Spark: Create new accumulator type won't work

2019-08-24 02:44发布

问题:

I want to create an accumulator for lists of type List[(String, String)]. I first created the following object:

object ListAccumulator extends AccumulatorParam[List[(String, String)]] {
  def zero(initialValue: List[(String, String)]): List[(String, String)] = {
    Nil
  }

  def addInPlace(list1: List[(String, String)], list2: List[(String, String)]): List[(String, String)] = {
    list1 ::: list2
  }
}

In the same file (SparkQueries.scala) I tried to use it within a function in my class:

val resultList = sc.accumulator(Nil)(ListAccumulator)

However, here my compiler complains at (ListAccumulator). The following error occurs:

type mismatch; found : sparkMain.ListAccumulator.type required: org.apache.spark.AccumulatorParam[scala.collection.immutable.Nil.type] Note: List[(String, String)] >: scala.collection.immutable.Nil.type (and sparkMain.ListAccumulator.type <: org.apache.spark.AccumulatorParam[List[(String, String)]]), but trait AccumulatorParam is invariant in type T. You may wish to define T as -T instead.

sparkMain is the package the .scala file is in. What am I doing wrong? Is it possible the compiler doesn't know of the existence of the ListAccumulator object?

Thanks in advance!

回答1:

You can fix your type error like this:

val resultList = sc.accumulator(ListAccumulator.zero(Nil))(ListAccumulator)

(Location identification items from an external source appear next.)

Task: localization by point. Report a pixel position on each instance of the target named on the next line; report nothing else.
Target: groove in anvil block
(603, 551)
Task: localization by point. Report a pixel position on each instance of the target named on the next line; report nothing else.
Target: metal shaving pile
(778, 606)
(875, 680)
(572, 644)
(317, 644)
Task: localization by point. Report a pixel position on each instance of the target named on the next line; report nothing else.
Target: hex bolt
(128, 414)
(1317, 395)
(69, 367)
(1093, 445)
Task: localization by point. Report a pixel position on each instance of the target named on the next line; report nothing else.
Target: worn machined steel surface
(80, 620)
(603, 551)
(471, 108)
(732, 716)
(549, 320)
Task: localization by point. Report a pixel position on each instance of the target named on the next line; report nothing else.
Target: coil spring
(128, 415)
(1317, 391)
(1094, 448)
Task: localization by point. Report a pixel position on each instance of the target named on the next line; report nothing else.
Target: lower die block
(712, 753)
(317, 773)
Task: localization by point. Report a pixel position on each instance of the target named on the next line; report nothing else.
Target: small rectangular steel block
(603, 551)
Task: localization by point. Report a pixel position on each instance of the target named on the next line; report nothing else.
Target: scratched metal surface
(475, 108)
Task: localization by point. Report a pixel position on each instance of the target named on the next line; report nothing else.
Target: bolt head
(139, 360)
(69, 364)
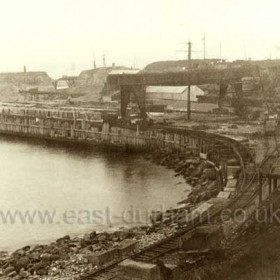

The type inferencer in Scala is at fault where, assuming that the most specific type (Nil, the type of empty lists) is the type that you want for your accumulator. By using zero, with an explicit return type of List[(String, String)], you help it enough to know what you mean.

A side remark: you are using list concatenation for addInPlace, which is linear in the size of the list. If your lists can get large, your addition will be slow. If you need efficient appends use a ListBuffer, ArrayBuffer, or a Vector if you want an immutable sequence.